10 great Alfred Hitchcock movies: 'North by Northwest,' 'Psycho,' 'Vertigo' and more

"Saboteur" (1942): Basically a spy story, this fast-paced effort culminates in one of director Hitchcock's most memorable endings, putting heroic Robert Cummings and not-so-heroic Norman Lloyd atop the Statue of Liberty.

"Shadow of a Doubt" (1943): Joseph Cotten is wonderfully creepy as an apparent bon vivant suspected of murder by a young relative ( Teresa Wright).
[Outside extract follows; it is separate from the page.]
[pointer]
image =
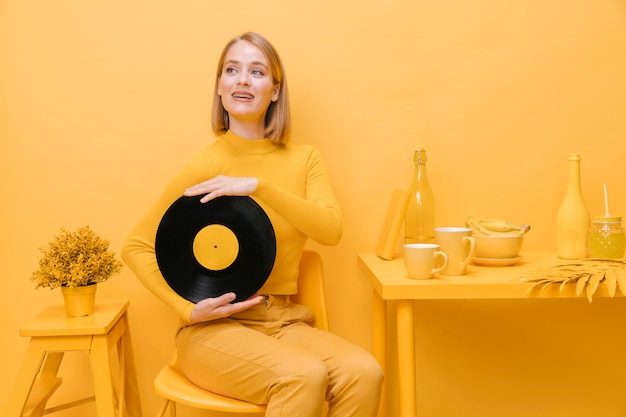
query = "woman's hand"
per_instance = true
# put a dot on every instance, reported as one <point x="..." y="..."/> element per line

"Strangers on a Train" (1951): Two travelers ( Farley Granger, Robert Walker) make a pact to get rid of someone for the other person in a tale that's been retold in numerous variations.

"Rear Window" (1954): The production design is a star of this great thriller that keeps a light touch, as an apartment dweller ( James Stewart) waylaid by a broken leg thinks he spies a neighbor ( Raymond Burr) committing murder.

"To Catch a Thief" (1955): Romantic sparks between Cary Grant and Grace Kelly, lovely French Riviera locales, and a fanciful cat-burglar story add up to viewing enjoyment.

"The Man Who Knew Too Much" (1956): Doris Day's musical trademark, "Que Sera Sera," was a byproduct of her starring with Hitchcock returnee Stewart as a couple forced into foreign espionage.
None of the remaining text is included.